Terik is one of the Kenyan languages registered in 2013 as one of the languages spoken by the 42 tribes in the country. The Terik are the group of people speaking this language, and they are part of the Kalenjin community. They live in the western part of Kenya, in the Nandi and Kakamega districts, and their population is approximately 120,000. The Terik people form a tribe of their own with unique traditions, way of life, and taboos. However, to most people, they are the Tirikis, Kalenjins, and Nandis.
Origin and History
The Terik people are the Nilotic people who originated from South Sudan and moved to Mt. Elgon alongside the Bongomek people who were their “relatives.” They stayed at Mt. Elgon for a short period following the trampling on their food crops by elephants. As a result of the crop destruction, they had to move to avoid the risk of hunger. Therefore, they left their “relatives” to head to Nyangori, and then to their current place of residence.
Before the colonial times, the relationship between the Nandi and the Terik people began from the interactive activities such as cattle, women and land raiding. However, after the colonial times, the perception of the Terik people have increasingly changed and they now take Nandis to be loving relatives.
One of the factors that led to the change in their perception is the expansion of the Luhya (Terik people’s neighbors) territory. The expansion has resulted in the development of Terik-Luhya relation whereby the reduction of intermarriage between the two communities was perceived to be a threat by the Luhya. As a result, during the 20th century, the Luhyas expanded their territory to into that of the Terik people, making them move towards the land of the Nandi to avoid the population pressure.
The Nandi people welcomed the Terik people, and after time, they assimilated them into their culture, resulting in the change towards the Nandi’s age set system. Before assimilation, the original number of age sets for the Terik people was twelve, while that of the Nandi people was seven. Since the 1950s, the growth of a collective Kalenjin consciousness has accelerated the Terik assimilation.

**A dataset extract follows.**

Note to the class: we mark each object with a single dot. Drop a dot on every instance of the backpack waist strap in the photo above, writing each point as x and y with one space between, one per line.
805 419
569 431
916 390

It is important to note that the assimilation of the Terik people is only affecting the Terik people who moved to the Nandi land. In recent years there has been a decrease in such movements since the few pure Terik people want to strengthen their language and cultural practices so that they avoid becoming extinct. Therefore, Terik schools are rising to teach both Terik cultural and traditional practices, as well as the Terik language. It is an exception for this community since the country is getting rid of vernacular classes in schools where the only acceptable languages are English and Kiswahili. The main reason for this exception is to ensure that these people who are facing extinction are recognized, and the possibility of their extinction decreases.